As mentioned in the previous literatures, the MAPE value is in a wide range of variation. For example, 20–100% was also reported by Ghosh et al., and 56–184% was also reported by Li et al.. Compared with regression models, the MAPE value of our study is stable within 73–75%. Moreover, the fusion of different heterogeneous data will help to give consideration to the accuracy and stability of the results. Therefore, our study is more like a balance between accuracy, efficiency and interpretability.

Several reports have shown that various factors affect accident duration. The present study was designed to determine the effect of identified features from textual data. The diversity of keywords has provide a meaningful understanding with different topics. There are several possible explanations for this result. According to the keywords related to vehicle type, we infer that it is necessary to pay attention to semitrailer, car, truck, and bus.

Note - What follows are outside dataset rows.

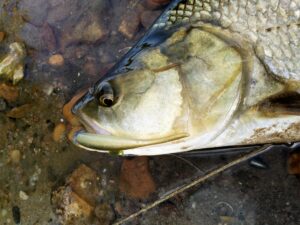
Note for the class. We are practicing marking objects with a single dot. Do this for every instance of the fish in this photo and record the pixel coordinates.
(208, 74)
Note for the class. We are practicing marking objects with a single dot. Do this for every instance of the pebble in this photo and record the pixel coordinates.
(3, 105)
(136, 180)
(56, 60)
(104, 213)
(8, 92)
(2, 36)
(15, 156)
(148, 17)
(129, 24)
(59, 132)
(84, 182)
(16, 214)
(88, 30)
(294, 163)
(70, 207)
(19, 112)
(23, 196)
(154, 4)
(67, 110)
(34, 11)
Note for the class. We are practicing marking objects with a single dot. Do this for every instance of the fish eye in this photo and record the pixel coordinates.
(106, 97)
(106, 100)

Our findings appear to be well substantiated that rollover and crash are the important input feature in accident type. The findings reported here suggest that fire fighting, highways, traffic police, and branches are the important feature affecting traffic accident duration in terms of participating institutions. Surprisingly, the research was successful as it was able to identify emergency disposal, such as wait, rush, follow-up report, etc. As far as we know, this is the most critical aspects of accident duration. Ultimately, such information will beneficially help in mitigating traffic congestion due to accidents.

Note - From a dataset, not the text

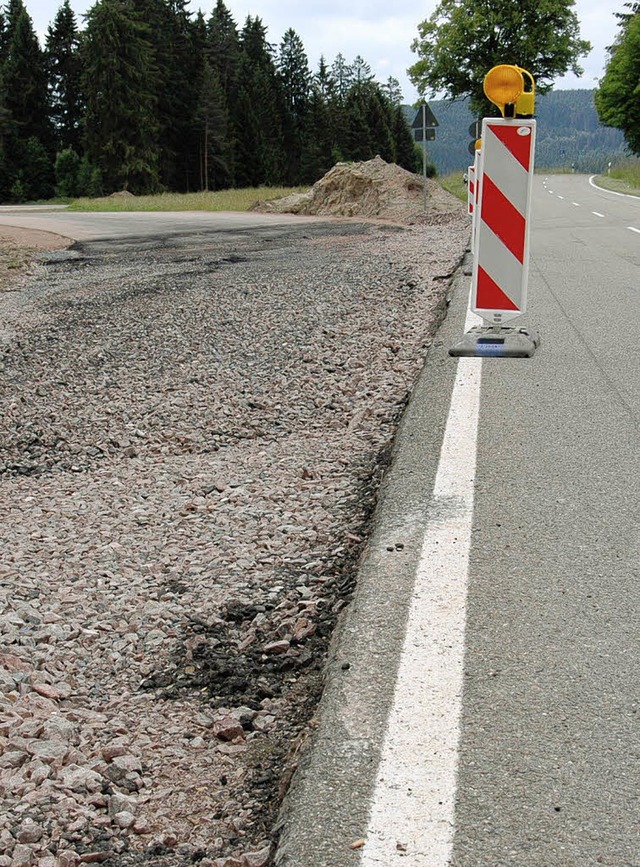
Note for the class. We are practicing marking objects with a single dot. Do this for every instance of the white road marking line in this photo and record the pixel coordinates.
(412, 815)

It is crucial to note that the importance of input features under the fusion of structured data and text. Further researches were carried out to prove their advantages in modeling. Table 3 lists the importance of input features and cumulative percentage for traffic accident duration. We found that the first report's times, hours, and text size are the most important explanatory factors of traffic accident duration. Moreover, the most significant keywords affecting traffic accident duration in the text are extracted. As expected, our experiments support the work of other studies in this area linking textual data with traffic accident duration. The training speed of our model is significantly higher than that reported by Hamad et al. The prediction model based on regression provides convenience for the application. The model achieves higher accuracy and has good interpretability. Thus, the text dataset significantly affects the performance of the model. Regrettably, due to the limited sample size and the complexity of traffic accidents, it is inevitable to appreciate that short-range forecasting was below expectations.

In summary, the present results are significant in two major respects. Firstly, the hybrid TF-IDF-RF improves the prediction performance and provides interpretable results. Secondly, some measures are put forward, such as paying attention to the road, communication text, and formulating corresponding text requirements. A further study with more focus on textual descriptions of the disposal processes is therefore suggested.

Conclusions

Predicting traffic accident duration is important for accident management. As unstructured data, text information is often ignored. The author has proposed a machine learning approach to predict the duration of accidents on expressways. The present study finds that some textual features are more important for duration prediction than others.

This study proposes a hybrid TF-IDF-RF model for textual feature extraction in traffic accidents. Experimental results show that the TF-IDF-RF model has higher prediction accuracy than traditional machine learning models and simplifies the model variables. Understanding the model helps identify the main influencing factors in traffic accident text. The search results provide references for documenting transit text.